Dr. Carol (Charlotte Rizzo) Berrigan (widow of Jerry Berrigan) died January 13 at the age of 93 at home in Syracuse, New York. Her obituary details her commitment to the civil rights and peace movements, as well as inclusive education. In lieu of flowers, the family is requesting donations to the Friends of Dorothy Catholic Worker (212 Wayne St., Syracuse, NY 13205) or Peace House (321 Phelps Ave, Kalamazoo, MI).
Dorothy Day had issues with singer Carly Simon–or at least her song, “I Haven’t Got Time for the Pain.” During an hour-long interview with The Hippie Catholic, Brian Terrell of Strangers and Guests Catholic Worker (Maloy, Iowa) recounted that the song was playing on the radio while he was working on The Catholic Worker newspaper when Dorothy walked past on her way from the chapel. “She stopped, and didn't look at me, but she cocked her ear and was listening to the lyrics,” Terrell recalled, laughing. “And she stood up tall and looked at me in rage, shaking her cane: ‘You must always have time for the pain,’ and shook her head and walked on.” Terrell went on to make the point that we often avoid looking at what’s painful, thinking that will make us happy; in reality, he said, the opposite is usually true.
APPEALS
San Sebastian Catholic Worker (Kansas City, Missouri) appeals for funds to help it purchase a house for its new community.
Mustard Seed Community Farm (Ames, Iowa) is actively seeking interns and community members to live and farm with them for the 2024 season.
St. Louis Catholic Worker is holding a pizza and beer fundraiser on Feb. 3 at Sophia House; donations will go toward the fund to purchase a house.
The newly formed Little Platte Catholic Worker Farm is seeking gifts and loans to help them purchase a 37-acre farm near Platteville, Wisconsin.
Tombstone Quaker CW (Tombstone, Arizona) is seeking a live-in volunteer.
Bloomington Christian Radical / Catholic Worker (Bloomington, Indiana) seeks new live-in volunteers.
CALENDAR
January 27 | Virtual event
Building a World Without Nuclear Weapons: An Urgent Imperative
February 2 | Virtual event
Committed Together: Raising Kids in Community
February 16 – February 18 | Platteville, Wisconsin
National Biennial Catholic Worker Farmer Gathering
Mar 3 – Mar 24 | Virtual event
Dorothy Day Guild Book Study
March 23 - March 29 | Nevada
Sacred Peace Walk (Nevada Desert Experience)

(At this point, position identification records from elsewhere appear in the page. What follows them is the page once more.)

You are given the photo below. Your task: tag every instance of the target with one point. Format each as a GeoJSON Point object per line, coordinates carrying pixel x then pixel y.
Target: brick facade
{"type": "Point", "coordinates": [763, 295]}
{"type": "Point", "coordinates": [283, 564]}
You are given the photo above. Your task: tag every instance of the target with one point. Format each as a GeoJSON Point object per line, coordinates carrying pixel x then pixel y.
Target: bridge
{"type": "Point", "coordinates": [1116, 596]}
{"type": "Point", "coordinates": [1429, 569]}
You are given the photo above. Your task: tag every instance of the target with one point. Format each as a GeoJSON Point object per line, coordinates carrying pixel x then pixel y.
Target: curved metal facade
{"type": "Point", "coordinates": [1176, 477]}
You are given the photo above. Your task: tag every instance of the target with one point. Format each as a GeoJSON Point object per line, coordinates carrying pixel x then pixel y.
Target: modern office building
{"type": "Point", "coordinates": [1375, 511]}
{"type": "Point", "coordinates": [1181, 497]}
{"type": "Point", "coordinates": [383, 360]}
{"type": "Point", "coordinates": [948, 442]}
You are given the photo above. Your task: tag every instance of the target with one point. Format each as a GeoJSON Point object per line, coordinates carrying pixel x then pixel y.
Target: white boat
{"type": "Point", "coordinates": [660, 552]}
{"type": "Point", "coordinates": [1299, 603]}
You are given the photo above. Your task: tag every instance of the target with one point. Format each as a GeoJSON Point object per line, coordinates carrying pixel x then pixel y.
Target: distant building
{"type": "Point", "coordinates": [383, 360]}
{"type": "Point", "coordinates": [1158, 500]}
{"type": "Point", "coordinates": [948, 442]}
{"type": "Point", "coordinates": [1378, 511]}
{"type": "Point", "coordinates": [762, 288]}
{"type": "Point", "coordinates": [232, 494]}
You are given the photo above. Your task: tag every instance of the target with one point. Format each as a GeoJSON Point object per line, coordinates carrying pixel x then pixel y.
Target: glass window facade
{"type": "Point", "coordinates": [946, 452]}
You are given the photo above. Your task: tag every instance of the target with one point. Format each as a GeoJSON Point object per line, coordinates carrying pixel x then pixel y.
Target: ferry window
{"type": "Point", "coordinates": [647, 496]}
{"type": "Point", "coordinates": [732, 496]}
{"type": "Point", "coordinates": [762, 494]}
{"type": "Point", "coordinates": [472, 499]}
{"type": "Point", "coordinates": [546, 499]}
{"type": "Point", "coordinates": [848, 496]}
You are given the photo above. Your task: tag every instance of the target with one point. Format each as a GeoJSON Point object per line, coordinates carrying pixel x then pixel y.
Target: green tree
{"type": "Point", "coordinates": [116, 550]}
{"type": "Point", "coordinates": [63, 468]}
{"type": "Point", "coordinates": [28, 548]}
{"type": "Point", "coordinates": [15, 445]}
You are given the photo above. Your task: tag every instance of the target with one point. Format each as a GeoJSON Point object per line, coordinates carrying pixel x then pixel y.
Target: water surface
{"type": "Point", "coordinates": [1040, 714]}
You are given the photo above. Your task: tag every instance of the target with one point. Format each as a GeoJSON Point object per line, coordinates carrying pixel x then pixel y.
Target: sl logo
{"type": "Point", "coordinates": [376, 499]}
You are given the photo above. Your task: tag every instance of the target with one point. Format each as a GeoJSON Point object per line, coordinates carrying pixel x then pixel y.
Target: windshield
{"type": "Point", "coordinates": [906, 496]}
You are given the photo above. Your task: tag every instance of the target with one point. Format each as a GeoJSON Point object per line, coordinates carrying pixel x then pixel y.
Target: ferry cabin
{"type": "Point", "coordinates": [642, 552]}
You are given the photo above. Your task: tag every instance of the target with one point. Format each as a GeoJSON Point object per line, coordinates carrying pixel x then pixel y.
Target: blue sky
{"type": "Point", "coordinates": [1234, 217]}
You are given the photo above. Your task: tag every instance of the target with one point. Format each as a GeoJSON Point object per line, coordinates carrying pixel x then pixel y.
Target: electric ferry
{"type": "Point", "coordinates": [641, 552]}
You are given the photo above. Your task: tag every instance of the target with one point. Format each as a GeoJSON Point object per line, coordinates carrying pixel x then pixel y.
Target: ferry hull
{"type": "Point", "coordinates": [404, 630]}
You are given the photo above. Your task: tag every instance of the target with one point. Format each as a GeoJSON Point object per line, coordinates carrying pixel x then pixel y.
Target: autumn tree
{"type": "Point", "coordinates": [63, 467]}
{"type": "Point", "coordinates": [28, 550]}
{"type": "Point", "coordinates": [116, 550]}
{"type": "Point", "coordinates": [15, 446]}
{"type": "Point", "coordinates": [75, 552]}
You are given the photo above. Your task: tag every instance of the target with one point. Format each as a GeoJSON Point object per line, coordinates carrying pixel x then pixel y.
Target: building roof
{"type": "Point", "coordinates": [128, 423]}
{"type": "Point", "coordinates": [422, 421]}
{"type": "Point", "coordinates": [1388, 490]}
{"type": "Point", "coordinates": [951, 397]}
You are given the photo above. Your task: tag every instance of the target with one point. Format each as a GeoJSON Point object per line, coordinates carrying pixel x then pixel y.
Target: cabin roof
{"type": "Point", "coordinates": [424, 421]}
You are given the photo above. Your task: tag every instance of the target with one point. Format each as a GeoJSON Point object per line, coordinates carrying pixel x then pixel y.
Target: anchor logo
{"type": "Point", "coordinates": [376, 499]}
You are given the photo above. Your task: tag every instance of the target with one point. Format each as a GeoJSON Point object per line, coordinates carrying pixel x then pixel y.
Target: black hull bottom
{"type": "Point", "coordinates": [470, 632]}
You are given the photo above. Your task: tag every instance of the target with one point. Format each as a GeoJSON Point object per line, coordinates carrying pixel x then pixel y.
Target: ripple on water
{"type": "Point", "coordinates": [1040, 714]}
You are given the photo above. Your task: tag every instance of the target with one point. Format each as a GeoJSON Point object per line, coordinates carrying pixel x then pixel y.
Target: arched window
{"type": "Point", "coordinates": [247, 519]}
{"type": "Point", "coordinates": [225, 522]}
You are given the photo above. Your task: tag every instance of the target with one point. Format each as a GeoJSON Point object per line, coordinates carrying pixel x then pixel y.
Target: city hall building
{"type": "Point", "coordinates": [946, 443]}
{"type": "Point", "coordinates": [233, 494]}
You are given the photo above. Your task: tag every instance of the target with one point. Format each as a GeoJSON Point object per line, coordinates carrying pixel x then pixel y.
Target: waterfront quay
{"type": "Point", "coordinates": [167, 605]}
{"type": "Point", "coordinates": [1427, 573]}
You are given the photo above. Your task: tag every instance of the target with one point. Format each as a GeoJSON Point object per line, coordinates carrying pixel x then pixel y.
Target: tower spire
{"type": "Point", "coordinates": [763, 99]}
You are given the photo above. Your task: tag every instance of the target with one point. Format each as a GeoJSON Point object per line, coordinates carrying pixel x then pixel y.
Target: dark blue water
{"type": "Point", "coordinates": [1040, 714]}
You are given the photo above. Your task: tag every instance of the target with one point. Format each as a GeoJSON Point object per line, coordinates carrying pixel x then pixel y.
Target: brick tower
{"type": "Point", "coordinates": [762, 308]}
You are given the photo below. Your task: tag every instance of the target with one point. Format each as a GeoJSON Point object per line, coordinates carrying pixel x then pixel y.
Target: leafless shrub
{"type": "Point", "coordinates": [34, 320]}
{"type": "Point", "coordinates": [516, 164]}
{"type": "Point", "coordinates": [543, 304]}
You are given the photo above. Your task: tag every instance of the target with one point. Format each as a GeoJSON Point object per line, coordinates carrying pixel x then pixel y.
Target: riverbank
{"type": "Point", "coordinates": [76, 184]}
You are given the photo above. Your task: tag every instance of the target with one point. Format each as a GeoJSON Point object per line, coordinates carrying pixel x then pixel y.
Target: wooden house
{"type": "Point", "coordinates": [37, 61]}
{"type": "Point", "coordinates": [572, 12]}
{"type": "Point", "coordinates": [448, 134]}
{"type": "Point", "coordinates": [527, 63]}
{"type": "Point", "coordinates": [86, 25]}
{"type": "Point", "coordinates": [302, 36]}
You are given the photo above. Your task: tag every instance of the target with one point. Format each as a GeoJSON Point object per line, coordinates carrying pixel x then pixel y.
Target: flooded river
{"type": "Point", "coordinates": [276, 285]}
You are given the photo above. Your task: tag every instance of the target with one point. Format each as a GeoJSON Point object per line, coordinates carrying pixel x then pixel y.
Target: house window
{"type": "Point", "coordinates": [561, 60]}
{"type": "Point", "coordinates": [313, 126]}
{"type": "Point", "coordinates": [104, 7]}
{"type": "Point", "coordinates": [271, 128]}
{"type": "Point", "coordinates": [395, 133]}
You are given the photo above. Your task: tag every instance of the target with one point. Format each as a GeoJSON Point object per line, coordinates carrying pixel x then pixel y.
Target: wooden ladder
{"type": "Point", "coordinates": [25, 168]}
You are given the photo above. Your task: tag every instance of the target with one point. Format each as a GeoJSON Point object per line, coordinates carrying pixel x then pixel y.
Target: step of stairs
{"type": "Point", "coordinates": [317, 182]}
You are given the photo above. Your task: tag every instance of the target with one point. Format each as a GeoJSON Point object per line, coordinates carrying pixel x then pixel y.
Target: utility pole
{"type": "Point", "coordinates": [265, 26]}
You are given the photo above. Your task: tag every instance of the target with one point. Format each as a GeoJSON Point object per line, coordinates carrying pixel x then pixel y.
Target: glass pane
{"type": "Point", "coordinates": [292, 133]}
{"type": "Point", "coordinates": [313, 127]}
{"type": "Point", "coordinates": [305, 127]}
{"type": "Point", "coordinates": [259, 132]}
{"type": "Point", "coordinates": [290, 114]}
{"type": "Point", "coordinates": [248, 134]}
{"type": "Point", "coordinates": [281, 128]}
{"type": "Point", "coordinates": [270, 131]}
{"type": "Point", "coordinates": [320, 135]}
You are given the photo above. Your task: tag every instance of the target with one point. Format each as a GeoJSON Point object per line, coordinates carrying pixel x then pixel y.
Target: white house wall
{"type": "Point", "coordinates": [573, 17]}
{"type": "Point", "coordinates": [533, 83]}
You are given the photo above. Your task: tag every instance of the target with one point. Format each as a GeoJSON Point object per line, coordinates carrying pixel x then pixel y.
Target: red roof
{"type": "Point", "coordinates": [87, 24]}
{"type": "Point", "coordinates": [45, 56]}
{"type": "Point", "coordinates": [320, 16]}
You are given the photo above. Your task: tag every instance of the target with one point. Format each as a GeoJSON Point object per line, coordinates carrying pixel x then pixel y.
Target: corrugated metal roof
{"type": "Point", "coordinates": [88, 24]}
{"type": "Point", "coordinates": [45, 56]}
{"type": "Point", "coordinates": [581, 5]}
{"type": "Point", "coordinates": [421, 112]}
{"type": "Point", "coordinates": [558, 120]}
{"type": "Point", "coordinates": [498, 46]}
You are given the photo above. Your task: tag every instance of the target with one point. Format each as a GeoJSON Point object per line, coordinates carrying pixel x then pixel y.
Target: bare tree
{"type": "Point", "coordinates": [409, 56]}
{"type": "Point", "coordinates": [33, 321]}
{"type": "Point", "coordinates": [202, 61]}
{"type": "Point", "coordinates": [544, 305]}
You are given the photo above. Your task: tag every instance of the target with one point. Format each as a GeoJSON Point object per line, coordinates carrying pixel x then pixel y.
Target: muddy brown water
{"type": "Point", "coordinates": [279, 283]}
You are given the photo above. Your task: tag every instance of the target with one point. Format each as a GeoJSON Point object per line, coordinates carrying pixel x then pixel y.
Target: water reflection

April 12 - April 15 | Kansas City, Missouri
Midwest Catholic Worker Faith & Resistance Retreat
A FEW GOOD WORDS
Is This What Peter Meant?
From On Pilgrimage
by Dorothy Day, in The Catholic Worker, August 1, 1959
The breadline “showed.” It was showy. They were there for all to see. How many men are being fed! How this goes on year after year! Yes, it is a minor miracle, but it is heartbreaking that these men come in just for soup and bread, and then go on, and we do not know their names, we do not recognize their faces, we can in no way assuage their anguish.
“Is this what you meant when you talked about Houses of Hospitality?” I asked Peter Maurin one day when our house in Baltimore was being closed by injunction, because it was overcrowded and breaking the law when it sheltered both Negro and white.
“It serves to arouse the conscience at least,” was his only reply at that time.